Fitzgerald cleverly constructs the story around these two men who have just met, with a mystery that deepens as the story progresses. Initially, Brown wonders where his companion has been for the last decade:

‘You’ve been out of civilization?’

‘In a sense.’ The words were spoken in such a measured way that Orrison concluded this man wouldn’t talk unless he wanted to – and simultaneously wondered if he could have possibly spent the thirties in a prison or an insane asylum.

But then, as they are leaving the restaurant in which they dine together, another twist: Trimble can’t have been in prison or otherwise incarcerated, because he reveals that he dined in that very restaurant only the previous year. So what happened? The mystery deepens: how can he have been ‘out of civilisation’ – at least ‘in a sense’ – and yet, clearly, in it?

When Fitzgerald reveals the solution to the mystery in the story’s closing paragraphs, everything becomes clear, including why Trimble’s name would have ‘evoked some vague memory’ within Brown’s mind when he first heard it (Louis Trimble, we learn, is an architect and designer so this is presumably where Brown had heard the name).

Of course, Trimble’s lack of connection to, and memory of, his last ten years in the city in which he has continued to live, is down to the effects of alcohol: he has been too drunk to appreciate and sense things when they were happening, and then drink eroded his memory of things once they had happened.

But Trimble’s drunken stupor is also mirrored, on a more subtle level, by Brown’s own lack of understanding of his companion. He experiences the city attended by Trimble’s own confusion, in a sense, because he is still in the dark about his companion’s back-story and why he takes such an interest in the backs of people’s heads and the material their clothes are made from.
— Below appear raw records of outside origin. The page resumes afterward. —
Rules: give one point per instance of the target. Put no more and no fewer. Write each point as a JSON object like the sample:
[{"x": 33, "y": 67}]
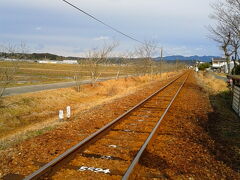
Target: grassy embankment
[
  {"x": 28, "y": 115},
  {"x": 34, "y": 73},
  {"x": 223, "y": 124}
]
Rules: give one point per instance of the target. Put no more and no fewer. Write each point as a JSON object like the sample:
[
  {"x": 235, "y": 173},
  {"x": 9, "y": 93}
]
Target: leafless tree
[
  {"x": 99, "y": 57},
  {"x": 145, "y": 53},
  {"x": 7, "y": 74},
  {"x": 227, "y": 30}
]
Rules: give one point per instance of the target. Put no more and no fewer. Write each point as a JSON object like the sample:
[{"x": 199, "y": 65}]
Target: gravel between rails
[
  {"x": 122, "y": 142},
  {"x": 30, "y": 155},
  {"x": 183, "y": 149}
]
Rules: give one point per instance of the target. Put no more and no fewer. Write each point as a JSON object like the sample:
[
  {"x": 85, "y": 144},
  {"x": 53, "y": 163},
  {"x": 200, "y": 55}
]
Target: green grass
[{"x": 224, "y": 126}]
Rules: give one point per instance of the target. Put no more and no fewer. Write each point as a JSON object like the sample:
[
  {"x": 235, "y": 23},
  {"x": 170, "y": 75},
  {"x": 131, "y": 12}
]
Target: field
[
  {"x": 34, "y": 73},
  {"x": 36, "y": 112}
]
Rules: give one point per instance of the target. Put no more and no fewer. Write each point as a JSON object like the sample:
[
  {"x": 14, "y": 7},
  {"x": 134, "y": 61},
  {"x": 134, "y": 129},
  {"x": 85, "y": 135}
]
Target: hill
[{"x": 191, "y": 58}]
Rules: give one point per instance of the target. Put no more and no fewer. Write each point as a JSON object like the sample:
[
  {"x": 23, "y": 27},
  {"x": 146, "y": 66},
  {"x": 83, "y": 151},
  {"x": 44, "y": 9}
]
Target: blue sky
[{"x": 53, "y": 26}]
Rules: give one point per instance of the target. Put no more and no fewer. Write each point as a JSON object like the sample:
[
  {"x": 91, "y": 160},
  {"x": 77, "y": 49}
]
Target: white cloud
[
  {"x": 101, "y": 38},
  {"x": 38, "y": 28}
]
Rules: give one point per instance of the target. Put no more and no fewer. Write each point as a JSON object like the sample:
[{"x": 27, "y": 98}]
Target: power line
[{"x": 114, "y": 29}]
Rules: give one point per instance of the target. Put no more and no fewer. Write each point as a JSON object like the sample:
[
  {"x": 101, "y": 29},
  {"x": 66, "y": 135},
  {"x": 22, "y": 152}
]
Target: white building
[
  {"x": 57, "y": 62},
  {"x": 221, "y": 65}
]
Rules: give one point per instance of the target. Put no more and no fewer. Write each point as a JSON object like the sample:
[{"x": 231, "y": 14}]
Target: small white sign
[
  {"x": 61, "y": 116},
  {"x": 68, "y": 112},
  {"x": 97, "y": 170}
]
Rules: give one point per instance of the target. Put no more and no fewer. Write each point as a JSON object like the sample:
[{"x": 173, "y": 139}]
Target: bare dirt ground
[
  {"x": 28, "y": 156},
  {"x": 185, "y": 147}
]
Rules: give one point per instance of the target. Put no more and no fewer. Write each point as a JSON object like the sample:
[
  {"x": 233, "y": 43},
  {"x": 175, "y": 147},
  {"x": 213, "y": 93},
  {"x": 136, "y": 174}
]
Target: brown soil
[
  {"x": 183, "y": 148},
  {"x": 28, "y": 156}
]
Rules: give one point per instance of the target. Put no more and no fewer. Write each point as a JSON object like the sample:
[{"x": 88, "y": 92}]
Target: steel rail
[
  {"x": 49, "y": 166},
  {"x": 144, "y": 146}
]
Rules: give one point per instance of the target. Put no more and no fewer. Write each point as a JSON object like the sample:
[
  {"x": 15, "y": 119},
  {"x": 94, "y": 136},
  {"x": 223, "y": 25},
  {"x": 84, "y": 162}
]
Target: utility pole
[{"x": 161, "y": 59}]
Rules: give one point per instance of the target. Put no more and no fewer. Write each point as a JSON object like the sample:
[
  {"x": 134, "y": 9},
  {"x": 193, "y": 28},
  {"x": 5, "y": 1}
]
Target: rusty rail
[{"x": 67, "y": 155}]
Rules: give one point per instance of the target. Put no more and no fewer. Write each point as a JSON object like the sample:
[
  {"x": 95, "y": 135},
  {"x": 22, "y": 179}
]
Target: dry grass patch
[
  {"x": 27, "y": 113},
  {"x": 212, "y": 84},
  {"x": 223, "y": 123}
]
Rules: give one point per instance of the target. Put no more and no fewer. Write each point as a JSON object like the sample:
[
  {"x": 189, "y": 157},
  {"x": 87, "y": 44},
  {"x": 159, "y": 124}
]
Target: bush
[
  {"x": 203, "y": 66},
  {"x": 236, "y": 70}
]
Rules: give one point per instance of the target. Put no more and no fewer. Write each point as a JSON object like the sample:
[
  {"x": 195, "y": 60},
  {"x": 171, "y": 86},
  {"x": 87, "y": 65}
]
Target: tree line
[{"x": 226, "y": 31}]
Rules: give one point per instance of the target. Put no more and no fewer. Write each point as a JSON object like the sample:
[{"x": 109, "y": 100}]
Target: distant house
[
  {"x": 69, "y": 62},
  {"x": 58, "y": 62},
  {"x": 220, "y": 64},
  {"x": 48, "y": 62}
]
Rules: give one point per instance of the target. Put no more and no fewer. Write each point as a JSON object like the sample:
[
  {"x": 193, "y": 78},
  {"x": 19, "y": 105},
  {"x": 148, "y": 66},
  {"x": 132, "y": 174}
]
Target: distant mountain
[{"x": 189, "y": 58}]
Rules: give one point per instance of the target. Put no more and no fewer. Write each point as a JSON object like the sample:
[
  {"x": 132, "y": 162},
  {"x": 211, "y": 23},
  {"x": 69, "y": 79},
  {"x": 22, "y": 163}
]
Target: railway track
[{"x": 113, "y": 151}]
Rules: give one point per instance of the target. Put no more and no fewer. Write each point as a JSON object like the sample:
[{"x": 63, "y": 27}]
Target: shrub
[
  {"x": 203, "y": 66},
  {"x": 236, "y": 70}
]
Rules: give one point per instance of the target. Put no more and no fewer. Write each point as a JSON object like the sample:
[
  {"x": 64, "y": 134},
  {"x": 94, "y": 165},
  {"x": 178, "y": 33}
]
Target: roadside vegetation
[
  {"x": 35, "y": 111},
  {"x": 223, "y": 123},
  {"x": 203, "y": 66},
  {"x": 28, "y": 113}
]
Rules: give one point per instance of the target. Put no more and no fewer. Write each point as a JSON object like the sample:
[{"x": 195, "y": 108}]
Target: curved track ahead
[{"x": 115, "y": 149}]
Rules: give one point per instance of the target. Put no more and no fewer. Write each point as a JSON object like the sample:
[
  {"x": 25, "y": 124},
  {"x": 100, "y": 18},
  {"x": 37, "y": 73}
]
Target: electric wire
[{"x": 105, "y": 24}]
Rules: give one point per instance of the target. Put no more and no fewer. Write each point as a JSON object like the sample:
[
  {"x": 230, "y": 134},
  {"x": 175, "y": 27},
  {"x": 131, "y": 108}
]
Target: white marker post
[
  {"x": 61, "y": 116},
  {"x": 68, "y": 112}
]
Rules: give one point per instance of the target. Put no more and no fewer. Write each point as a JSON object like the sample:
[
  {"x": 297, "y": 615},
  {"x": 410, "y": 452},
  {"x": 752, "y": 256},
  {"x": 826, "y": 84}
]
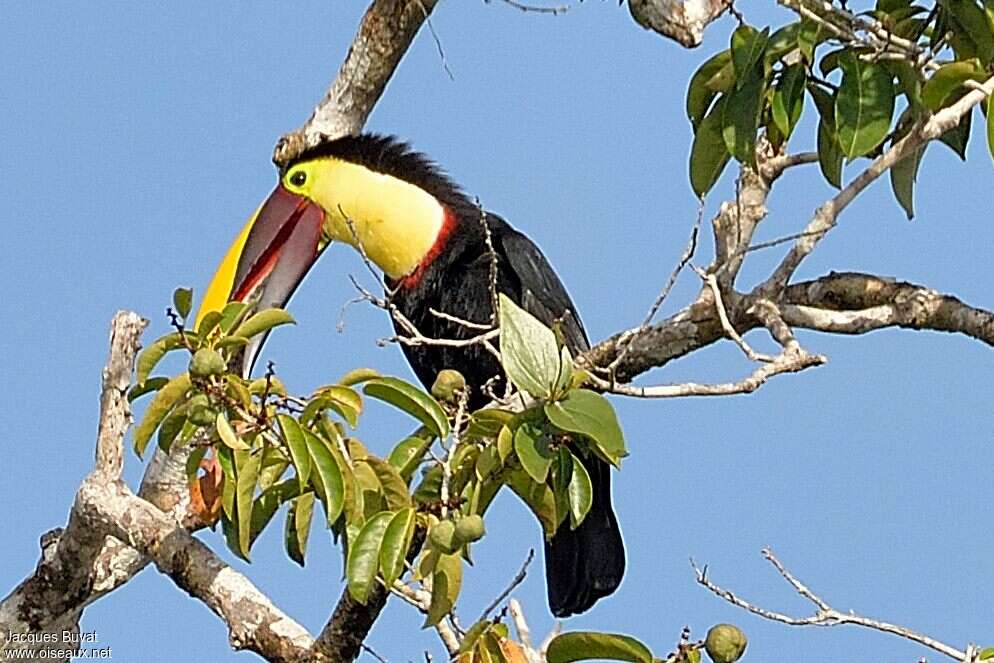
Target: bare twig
[
  {"x": 712, "y": 282},
  {"x": 517, "y": 580},
  {"x": 824, "y": 615},
  {"x": 385, "y": 33},
  {"x": 826, "y": 216}
]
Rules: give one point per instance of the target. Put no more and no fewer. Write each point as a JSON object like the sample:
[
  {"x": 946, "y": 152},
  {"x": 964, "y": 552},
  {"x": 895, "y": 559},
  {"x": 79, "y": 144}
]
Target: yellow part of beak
[{"x": 219, "y": 290}]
When the truth is revealed at the end, he, too, has an awakening, a kind of epiphany (something common to many modernist short stories of the early twentieth century), and develops a new-found appreciation for the feel of his clothes and the buildings of the city.

Fitzgerald focuses this epiphany not on seeing or the visual but on a different sense: touch. Indeed, even though Trimble states several times that he wants to see people and things, such acts of seeing are focused on a more complex intersection of different senses:

‘I’ve been in it – lots of times. But I’ve never seen it. And now it isn’t what I want to see. I wouldn’t ever be able to see it now. I simply want to see how people walk and what their clothes and shoes and hats are made of. And their eyes and hands. Would you mind shaking hands with me?’

This delicately and cleverly shifts with each new clause: he has been in the Armistead building and yet he has never seen it. He has never seen it and yet he doesn’t want to. He doesn’t want to see it and couldn’t see it even if he did want to, because he has lost the ability to appreciate the building he designed.

He wants to see people but really he wants to ‘see’ what their clothes and shoes and hats are made of, and wants to experience the movement of people as they go about their lives: an experience not confined to the visual but taking in a more complex kinetic awareness of sights, sounds, movement, texture, and so on.

And then that final question, asking Brown to shake hands with him: an experience grounded not in the visual (although he is now aware of how others will view the act: ‘I suppose it looks strange – but people will think we’re saying good-bye’) but in the tactile or haptic. A strong connection between two people. ‘The Lost Decade’ is about getting back ‘in touch’ with the world, and about ‘feeling’ in a very tangible and direct sense.